Bei einem geplanten Anschlag auf mehrere Flugzeuge während des Fluges in die USA, der am 10. August 2006 in London verhindert werden konnte, sollte möglicherweise Acetonperoxid verwendet werden.[14] Die Attentäter hätten die Rohstoffe (Aceton und Wasserstoffperoxid) in flüssiger Form in Trinkgefäßen in die Flugzeuge schleusen und dort den Sprengstoff ohne weiteren Katalysator herstellen können.[14] Die Praktikabilität eines solchen Unterfangens wird von Experten jedoch bezweifelt[15]. Ohne Säurekatalyse erfolgt allerdings erst nach mehrtägigem Stehen der Mischung aus Aceton und Wasserstoffperoxid eine Reaktion, wie schon Wolffenstein 1895 nachweisen konnte;[6] es wäre also zusätzlich noch eine Säure benötigt worden. Auch müsste das Peroxid nach der Herstellung von der Lösung abfiltriert werden. Die nachfolgende nötige Trocknung würde mehrere Stunden auf dem Filter dauern. Somit ist die „Flugzeugvariante“ in dieser Ausführung sehr unwahrscheinlich. Ebenso sollte es angeblich in sehr großer Menge (700 kg) bei einem Attentatsversuch in Deutschland verwendet werden. Die tatsächliche Durchführbarkeit dieses Plans ist jedoch sehr kritisch zu sehen. Die extreme Empfindlichkeit des Stoffes verhindert einen tatsächlichen Einsatz wirksam.

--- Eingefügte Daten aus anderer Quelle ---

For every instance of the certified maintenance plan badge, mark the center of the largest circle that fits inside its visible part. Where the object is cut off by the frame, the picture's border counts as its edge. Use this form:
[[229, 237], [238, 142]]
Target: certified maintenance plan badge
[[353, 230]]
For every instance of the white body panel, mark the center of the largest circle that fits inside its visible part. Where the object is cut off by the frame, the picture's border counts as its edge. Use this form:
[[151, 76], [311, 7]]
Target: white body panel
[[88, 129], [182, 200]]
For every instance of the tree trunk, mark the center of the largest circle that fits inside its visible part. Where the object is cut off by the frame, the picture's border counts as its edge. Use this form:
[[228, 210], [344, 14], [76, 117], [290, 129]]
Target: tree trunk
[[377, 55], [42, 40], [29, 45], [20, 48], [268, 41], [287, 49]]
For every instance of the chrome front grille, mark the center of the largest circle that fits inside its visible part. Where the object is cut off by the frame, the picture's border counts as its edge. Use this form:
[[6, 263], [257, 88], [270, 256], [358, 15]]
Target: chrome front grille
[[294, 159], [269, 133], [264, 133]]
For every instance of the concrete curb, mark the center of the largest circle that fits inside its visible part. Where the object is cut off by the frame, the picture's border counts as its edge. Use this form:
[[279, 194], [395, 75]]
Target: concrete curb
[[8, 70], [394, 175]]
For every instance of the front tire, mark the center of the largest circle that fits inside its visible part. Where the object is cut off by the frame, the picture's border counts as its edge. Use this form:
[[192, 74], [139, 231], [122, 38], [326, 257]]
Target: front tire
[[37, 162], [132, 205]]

Anders gesagt: die Möchtegern-Terroristen hätten sich aller Wahrscheinlichkeit nach schon bei der Sprengstoff-Herstellung selbst in die Luft gejagt – oder, da sie ja eine Autobombe bauen wollten, spätestens bei der ersten Bodenwelle.
Eine fiktive Bedrohung also. Aber eine, die sich tatsächlich auf den Alltag auswirkt!
Fiktive Bedrohungen dieser Art haben auch den „Vorteil“, dass z. B. die Befürworter der strengen Regeln im Umgang mit Flüssigkeiten im Handgepäck stets darauf hinweisen können, dass diese Maßnahmen erfolgreich wären – schließlich hat es noch nie einen Sprengstoffanschlag mit Acetonperoxid in einem Flugzeug gegeben!
Das ist das Prinzip des Elefantenvergrämers:

Ich kratzte mich daraufhin verwirrt an der Nase,
meinte zweifelnd: “Ich habe noch nie auf der Straße
Elefanten gesehen, weil es die hier gar nicht gibt.”
Doch der Mann sagte: “Sehen Sie, somit ist es bewiesen:
meine Technik vertreibt zuverlässig alle grauen Riesen;
die Stadt ist elefantenlos, genau wie man es liebt.
Sonst könnten wir uns, darauf tät‘ ich wetten,
vor lauter Elefanten nicht mehr retten!

Eine weitere fiktive Bedrohung, die mit geradezu ermüdender Vorhersagbarkeit in sämtliche Medien zu finden ist, wenn aus irgend einem Grund das Thema „Kinderpornographie“ (also: Darstellung von sexuellem Missbrauch von Kindern) hochkocht: der „Millardenmarkt Kinderporno“ – den es nicht gibt und, wenn man die Sache mal logisch angeht, auch gar nicht geben kann: Die Mär vom Milliardenmarkt – an den allerdings auch „Experten“ nach wie vor zu glauben scheinen: Der Ekel schaltet Gehirnzellen aus. Wohlgemerkt: Sexuellen Kindesmissbrauch gibt es wirklich, auch Fotos und Filme von solchen in der Tat ekelhaften Verbrechen, und es gibt auch Interessenten für so etwas. Sexuell motivierte Kindesmisshandlung ist eine echte Gefahr – allerdings eine vergleichsweise kleine Untergruppe der Kindesmisshandlungen insgesamt. (Etwas reißerisch, aber informativ: „Deutschland misshandelt seine Kinder“).
Auch sexuell motivierte Kindermisshandlungen finden, was allgemein bekannt ist, was seltsamerweise (oder auch wieder nicht) aber in der massenmedialen Empörung immer wieder sang- und klanglos untergeht, fast immer im „nahen Umfeld“, oft sogar in der Familie statt. Eine Gefahr von aussen, am besten eine, die mit diesem schmuddeligen Internet zu tun hat, scheint als Bedrohungsszenario und als Empörungsvorlage „besser“ geeignet zu sein – selbst wenn sie, wie das „Millardengeschäft mit Kinderpornos im Internet“ fiktiv sind.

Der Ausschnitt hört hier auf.